A. & F. P. : Dr. Radjabi, la Revue de Téhéran vous remercie pour lui avoir accordé un peu de votre temps.
P. R. : Merci à vous et à La Revue de Téhéran.
[1] Livre sacré zoroastrien traitant notamment des rites sociaux, des sciences, de la médecine et de l’astronomie.
[2] La Mosquée du Roi ou Mosquée de l’Imam fut construite au XVIIe siècle à Ispahân par l’architecte Ali Akbar Esfahâni. Les ornements et calligraphies présentes sur ce monument sont l’œuvre d’Ali Rezâ Abbâssi. L’émaillage des tuiles de cette mosquée est unique au monde.

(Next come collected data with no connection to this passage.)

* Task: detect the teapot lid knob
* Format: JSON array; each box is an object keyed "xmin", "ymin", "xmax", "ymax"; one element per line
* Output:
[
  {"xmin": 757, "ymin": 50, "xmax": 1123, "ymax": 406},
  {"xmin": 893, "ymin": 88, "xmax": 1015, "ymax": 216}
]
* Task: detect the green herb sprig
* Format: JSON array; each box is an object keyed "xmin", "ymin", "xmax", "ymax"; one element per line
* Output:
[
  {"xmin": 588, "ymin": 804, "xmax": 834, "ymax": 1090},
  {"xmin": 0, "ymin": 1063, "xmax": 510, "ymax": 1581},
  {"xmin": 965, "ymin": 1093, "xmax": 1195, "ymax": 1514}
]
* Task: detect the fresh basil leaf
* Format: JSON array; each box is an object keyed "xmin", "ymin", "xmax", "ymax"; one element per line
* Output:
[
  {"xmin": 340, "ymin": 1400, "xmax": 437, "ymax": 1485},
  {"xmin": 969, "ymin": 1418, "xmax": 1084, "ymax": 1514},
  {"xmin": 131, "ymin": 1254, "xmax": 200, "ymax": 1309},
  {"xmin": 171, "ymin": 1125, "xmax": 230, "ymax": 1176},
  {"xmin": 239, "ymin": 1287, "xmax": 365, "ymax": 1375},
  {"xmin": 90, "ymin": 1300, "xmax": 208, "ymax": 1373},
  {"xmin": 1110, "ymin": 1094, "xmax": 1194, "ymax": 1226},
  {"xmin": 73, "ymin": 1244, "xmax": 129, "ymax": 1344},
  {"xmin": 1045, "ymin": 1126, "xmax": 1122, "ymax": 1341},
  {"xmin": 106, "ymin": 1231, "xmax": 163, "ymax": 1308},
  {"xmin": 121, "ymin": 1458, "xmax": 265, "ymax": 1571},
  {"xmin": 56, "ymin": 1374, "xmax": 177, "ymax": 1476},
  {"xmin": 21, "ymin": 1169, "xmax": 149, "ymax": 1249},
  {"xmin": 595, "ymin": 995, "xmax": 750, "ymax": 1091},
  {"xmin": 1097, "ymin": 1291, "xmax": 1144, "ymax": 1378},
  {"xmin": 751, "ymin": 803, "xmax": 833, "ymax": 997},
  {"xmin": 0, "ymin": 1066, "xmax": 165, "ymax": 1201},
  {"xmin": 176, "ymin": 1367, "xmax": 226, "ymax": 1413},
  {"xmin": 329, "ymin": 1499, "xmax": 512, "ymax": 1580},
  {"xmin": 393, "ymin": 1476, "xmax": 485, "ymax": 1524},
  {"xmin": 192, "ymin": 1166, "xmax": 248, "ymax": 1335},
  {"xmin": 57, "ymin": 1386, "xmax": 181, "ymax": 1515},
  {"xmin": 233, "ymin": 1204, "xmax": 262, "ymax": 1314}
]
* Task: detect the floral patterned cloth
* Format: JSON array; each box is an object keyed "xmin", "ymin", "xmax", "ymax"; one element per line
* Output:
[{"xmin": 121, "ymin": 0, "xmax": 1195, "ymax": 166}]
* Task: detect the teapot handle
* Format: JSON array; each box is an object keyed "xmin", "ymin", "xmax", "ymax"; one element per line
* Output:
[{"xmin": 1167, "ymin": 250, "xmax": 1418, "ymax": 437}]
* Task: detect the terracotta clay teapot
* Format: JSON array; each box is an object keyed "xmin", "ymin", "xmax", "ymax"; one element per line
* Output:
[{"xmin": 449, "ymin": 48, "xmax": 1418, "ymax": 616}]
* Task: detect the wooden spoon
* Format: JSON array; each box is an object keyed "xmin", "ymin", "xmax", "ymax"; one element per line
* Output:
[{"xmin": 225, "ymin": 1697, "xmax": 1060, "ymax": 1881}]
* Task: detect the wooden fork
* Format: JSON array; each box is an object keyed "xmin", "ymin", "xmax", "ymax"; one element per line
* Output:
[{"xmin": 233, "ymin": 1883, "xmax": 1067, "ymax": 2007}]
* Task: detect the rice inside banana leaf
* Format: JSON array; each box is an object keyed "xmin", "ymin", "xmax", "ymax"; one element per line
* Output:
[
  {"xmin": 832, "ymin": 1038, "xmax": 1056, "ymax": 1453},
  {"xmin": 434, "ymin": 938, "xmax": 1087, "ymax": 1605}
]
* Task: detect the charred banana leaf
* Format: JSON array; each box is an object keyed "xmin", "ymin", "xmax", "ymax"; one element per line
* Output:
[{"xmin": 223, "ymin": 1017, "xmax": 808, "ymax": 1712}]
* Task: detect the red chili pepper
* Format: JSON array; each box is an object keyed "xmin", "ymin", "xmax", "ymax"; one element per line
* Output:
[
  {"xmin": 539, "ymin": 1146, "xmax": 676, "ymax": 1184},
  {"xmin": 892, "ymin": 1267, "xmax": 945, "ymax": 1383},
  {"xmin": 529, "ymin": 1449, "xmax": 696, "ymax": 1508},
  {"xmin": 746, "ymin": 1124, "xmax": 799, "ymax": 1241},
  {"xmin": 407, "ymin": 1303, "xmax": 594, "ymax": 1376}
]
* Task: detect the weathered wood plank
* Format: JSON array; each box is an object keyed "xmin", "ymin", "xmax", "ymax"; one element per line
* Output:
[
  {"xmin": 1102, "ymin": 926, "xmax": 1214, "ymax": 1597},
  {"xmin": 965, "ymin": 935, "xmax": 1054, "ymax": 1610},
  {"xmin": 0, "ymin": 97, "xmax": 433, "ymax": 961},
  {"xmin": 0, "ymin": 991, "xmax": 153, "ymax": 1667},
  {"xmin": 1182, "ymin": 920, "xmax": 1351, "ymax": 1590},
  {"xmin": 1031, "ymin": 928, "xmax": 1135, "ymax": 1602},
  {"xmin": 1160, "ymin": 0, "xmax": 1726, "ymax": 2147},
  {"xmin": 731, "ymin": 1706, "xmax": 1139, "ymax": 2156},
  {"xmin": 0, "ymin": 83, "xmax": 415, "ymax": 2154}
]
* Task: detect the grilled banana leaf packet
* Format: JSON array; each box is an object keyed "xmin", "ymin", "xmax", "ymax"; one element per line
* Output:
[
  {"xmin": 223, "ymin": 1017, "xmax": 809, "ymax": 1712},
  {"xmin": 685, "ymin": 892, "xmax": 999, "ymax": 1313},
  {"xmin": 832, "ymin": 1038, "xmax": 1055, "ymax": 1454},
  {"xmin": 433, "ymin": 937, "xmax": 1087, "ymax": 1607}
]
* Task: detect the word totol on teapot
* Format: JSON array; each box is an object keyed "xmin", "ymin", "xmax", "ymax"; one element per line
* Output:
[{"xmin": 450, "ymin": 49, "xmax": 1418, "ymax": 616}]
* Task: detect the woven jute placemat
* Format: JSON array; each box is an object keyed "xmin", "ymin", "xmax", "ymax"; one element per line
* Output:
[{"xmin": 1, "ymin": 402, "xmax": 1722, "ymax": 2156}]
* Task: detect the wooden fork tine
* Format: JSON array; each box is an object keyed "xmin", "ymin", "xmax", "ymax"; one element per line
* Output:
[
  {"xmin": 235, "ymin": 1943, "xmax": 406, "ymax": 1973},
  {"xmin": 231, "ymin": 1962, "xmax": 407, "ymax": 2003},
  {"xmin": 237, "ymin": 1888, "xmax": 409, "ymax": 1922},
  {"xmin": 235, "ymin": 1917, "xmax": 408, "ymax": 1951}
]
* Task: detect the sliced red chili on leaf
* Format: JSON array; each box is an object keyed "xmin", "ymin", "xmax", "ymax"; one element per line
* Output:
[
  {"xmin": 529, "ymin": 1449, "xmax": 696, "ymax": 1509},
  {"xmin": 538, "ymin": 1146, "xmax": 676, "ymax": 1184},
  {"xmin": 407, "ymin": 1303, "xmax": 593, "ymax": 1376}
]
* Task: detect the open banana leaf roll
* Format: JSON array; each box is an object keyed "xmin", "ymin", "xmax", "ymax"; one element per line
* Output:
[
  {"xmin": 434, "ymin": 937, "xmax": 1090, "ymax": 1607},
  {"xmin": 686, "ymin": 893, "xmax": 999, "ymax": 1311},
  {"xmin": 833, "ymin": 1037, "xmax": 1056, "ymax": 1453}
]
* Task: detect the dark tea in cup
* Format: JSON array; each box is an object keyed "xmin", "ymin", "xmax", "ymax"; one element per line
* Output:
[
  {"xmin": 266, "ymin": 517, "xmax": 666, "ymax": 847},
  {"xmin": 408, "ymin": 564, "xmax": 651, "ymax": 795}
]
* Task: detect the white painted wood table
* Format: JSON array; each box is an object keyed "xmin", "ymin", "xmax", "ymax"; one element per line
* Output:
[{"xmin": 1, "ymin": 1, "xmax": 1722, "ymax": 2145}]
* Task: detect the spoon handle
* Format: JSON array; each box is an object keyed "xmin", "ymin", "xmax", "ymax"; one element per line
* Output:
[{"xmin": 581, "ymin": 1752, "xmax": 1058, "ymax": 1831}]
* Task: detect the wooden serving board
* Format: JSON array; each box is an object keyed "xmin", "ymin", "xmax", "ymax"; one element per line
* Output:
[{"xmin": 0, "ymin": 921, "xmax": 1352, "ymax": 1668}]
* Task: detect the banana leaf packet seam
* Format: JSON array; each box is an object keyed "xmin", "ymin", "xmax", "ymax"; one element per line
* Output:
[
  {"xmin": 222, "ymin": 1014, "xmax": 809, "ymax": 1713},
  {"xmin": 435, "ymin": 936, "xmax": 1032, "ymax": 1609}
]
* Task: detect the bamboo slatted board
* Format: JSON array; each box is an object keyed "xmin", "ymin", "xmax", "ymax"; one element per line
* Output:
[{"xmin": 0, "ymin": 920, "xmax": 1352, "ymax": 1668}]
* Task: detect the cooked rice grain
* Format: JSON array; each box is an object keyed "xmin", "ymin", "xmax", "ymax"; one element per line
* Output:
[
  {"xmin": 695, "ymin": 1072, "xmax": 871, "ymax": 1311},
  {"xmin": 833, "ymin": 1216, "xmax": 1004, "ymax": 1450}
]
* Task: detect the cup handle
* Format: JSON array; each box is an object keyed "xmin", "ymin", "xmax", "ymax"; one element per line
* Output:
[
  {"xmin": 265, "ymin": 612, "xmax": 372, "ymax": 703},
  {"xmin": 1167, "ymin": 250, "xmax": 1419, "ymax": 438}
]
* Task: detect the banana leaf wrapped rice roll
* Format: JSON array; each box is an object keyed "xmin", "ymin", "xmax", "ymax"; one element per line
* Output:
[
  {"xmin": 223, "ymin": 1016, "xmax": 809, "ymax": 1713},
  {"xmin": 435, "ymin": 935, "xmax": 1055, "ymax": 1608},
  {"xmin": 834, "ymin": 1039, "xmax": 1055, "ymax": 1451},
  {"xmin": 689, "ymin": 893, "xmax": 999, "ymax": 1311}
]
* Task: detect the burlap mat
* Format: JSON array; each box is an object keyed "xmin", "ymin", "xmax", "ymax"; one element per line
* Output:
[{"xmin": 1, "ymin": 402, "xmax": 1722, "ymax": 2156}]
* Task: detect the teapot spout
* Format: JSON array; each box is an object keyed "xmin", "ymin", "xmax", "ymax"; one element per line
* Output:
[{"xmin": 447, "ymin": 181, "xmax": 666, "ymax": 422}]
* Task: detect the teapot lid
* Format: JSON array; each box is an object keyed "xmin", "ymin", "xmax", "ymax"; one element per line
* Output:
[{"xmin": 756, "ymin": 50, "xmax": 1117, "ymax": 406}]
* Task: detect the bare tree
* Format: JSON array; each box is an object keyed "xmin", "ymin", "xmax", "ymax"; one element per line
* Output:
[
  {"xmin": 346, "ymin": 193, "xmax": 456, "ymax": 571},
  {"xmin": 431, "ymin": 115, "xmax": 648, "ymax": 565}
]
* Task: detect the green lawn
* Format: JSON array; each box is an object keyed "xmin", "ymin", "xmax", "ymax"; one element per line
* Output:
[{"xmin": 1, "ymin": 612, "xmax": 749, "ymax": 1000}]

[3] Une des plus grandes places du monde bâtie à l’époque du roi Shâh Abbâs Ier. Le palais Ali Ghâpoo, la Mosquée du Roi, la Mosquée de Sheikh Lotfollâh et le grand bazar ancien de Gheisaryeh font partie de ce chef-d’œuvre de l’architecture orientale.
[4] Fondateur de la dynastie Zand, Karim Khân-e Zand arriva au pouvoir après la mort de Nader Shâh Afshâr.
[5] Roi achéménide. Son territoire s’étendait de la Mer Noire au Caucase, et de la Méditerranée jusqu’à l’Egypte actuelle.